In Defense of Raptors
Is it time to stop calling sickle-clawed dinosaurs “raptors”?
Prior to the summer of 1993, “raptor” was synonymous with “bird of prey.” If you said “raptor,” whoever you were talking to knew you were talking about some kind of hawk, owl, eagle or other sharp-taloned aerial predator. Then Jurassic Park came along. Thanks to some taxonomic muddling and abbreviation, the cunning, sickle-clawed villains of the film’s third act immediately came to be known as “raptors.” Velociraptor, Deinonychus and kin had stolen the term for themselves.
Among non-avian dinosaurs, raptor might refer to the entire group of feathery coelurosaurs with grasping hands and hyperextendable toe claws—the deinonychosaurs—or to a specific subset of that group, called dromaeosaurids. It depends on where you care to draw the line. Just like its use among avian dinosaurs, the word “raptor” is informal and is a quick way to draw a conceptual outline of any dinosaur similar to Velociraptor.
But not everyone is happy with how “raptor” has been co-opted. A few months ago, paleontologist and Tetrapod Zoology author Darren Naish wrote:
Oh, and can everybody please stop using the word ‘raptor’ as a popular term for deinonychosaur, or dromaeosaurid? Admittedly, this rarely causes confusion, but it looks dumb and naive given that THE WORD RAPTOR IS ALREADY IN USE FOR ANOTHER GROUP OF ANIMALS. It would be like deciding to call sauropods ‘elephants’ or something.
And earlier this week, a reader sent me an email questioning the Los Angeles Times‘ use of the word raptor to describe a new genus of dromaeosaurid found in the Early Cretaceous rock of Utah. If birds of prey had claim to “raptor” first, and the term is just a bit of pop culture fluff, should we drop the word and push for deinonychosaur instead?
I don’t think so. Even though some informal dinosaur terms make me cringe—such as “parasaur” for Parasaurlophus and “Trike” for Triceratops—I think “raptor” provides a useful hook. To borrow a bit from another Steven Spielberg monster flick, you say “deinonychosaur,” and people say “Huh? What?” You say “raptor,” and your audience immediately has a general image of what sort of dinosaur you’re talking about. Rather than lament the reapplication of the word raptor as misappropriation or dumbing down, we might as well take advantage of the instant recognition the word triggers when trying to communicate with people who are not up on the latest theropod phylogeny. Almost twenty years after Jurassic Park debuted, it’s a little late to put “raptor” back in the cage.

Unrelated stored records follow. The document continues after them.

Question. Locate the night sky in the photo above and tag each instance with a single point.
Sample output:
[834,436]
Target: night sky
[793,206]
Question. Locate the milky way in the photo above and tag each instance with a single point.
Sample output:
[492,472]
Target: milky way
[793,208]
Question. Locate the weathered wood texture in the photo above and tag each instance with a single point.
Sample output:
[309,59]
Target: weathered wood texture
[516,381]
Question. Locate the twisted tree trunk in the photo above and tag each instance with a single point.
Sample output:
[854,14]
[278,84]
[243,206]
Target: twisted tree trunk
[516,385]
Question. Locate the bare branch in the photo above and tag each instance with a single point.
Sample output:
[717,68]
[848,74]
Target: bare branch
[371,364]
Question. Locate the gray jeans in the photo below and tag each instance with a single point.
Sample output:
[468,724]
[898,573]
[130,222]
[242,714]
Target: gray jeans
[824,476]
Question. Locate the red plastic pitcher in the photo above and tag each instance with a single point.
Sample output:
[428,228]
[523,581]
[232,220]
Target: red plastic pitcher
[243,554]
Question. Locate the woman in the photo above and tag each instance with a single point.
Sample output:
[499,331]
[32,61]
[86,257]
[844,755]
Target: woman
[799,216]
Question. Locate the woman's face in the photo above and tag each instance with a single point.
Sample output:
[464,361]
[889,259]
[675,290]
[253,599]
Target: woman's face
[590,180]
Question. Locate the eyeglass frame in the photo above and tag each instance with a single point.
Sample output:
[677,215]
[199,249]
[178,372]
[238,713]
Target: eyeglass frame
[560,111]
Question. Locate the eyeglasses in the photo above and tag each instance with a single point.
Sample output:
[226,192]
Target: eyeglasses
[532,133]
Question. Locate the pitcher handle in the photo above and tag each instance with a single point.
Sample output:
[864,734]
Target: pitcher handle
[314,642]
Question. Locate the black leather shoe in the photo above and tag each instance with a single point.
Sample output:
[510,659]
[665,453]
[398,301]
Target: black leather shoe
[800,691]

More than that, I think “raptor” is a perfectly wonderful term for dromaeosaurids, if not deinonychosaurs as a whole. Not only has the “raptor” suffix been used in numerous dromaeosaurid names—Velociraptor, Utahraptor, Bambiraptor, Pyroraptor, Microraptor and so on—but these feathery dinosaurs were close cousins of the lineage which spawned the first birds. Some dromaeosaurids may have even hunted like avian raptors, using their huge tow claws to pin down prey rather than slash at it. Since “raptor” was always an informal term that applied to various lineages of avian dinosaurs anyway, I think it’s perfectly legit to use the word for the more ancient, non-avian precursors of today’s formidable falcons and eagles. Avian and non-avian raptors were dinosaurs of a feather.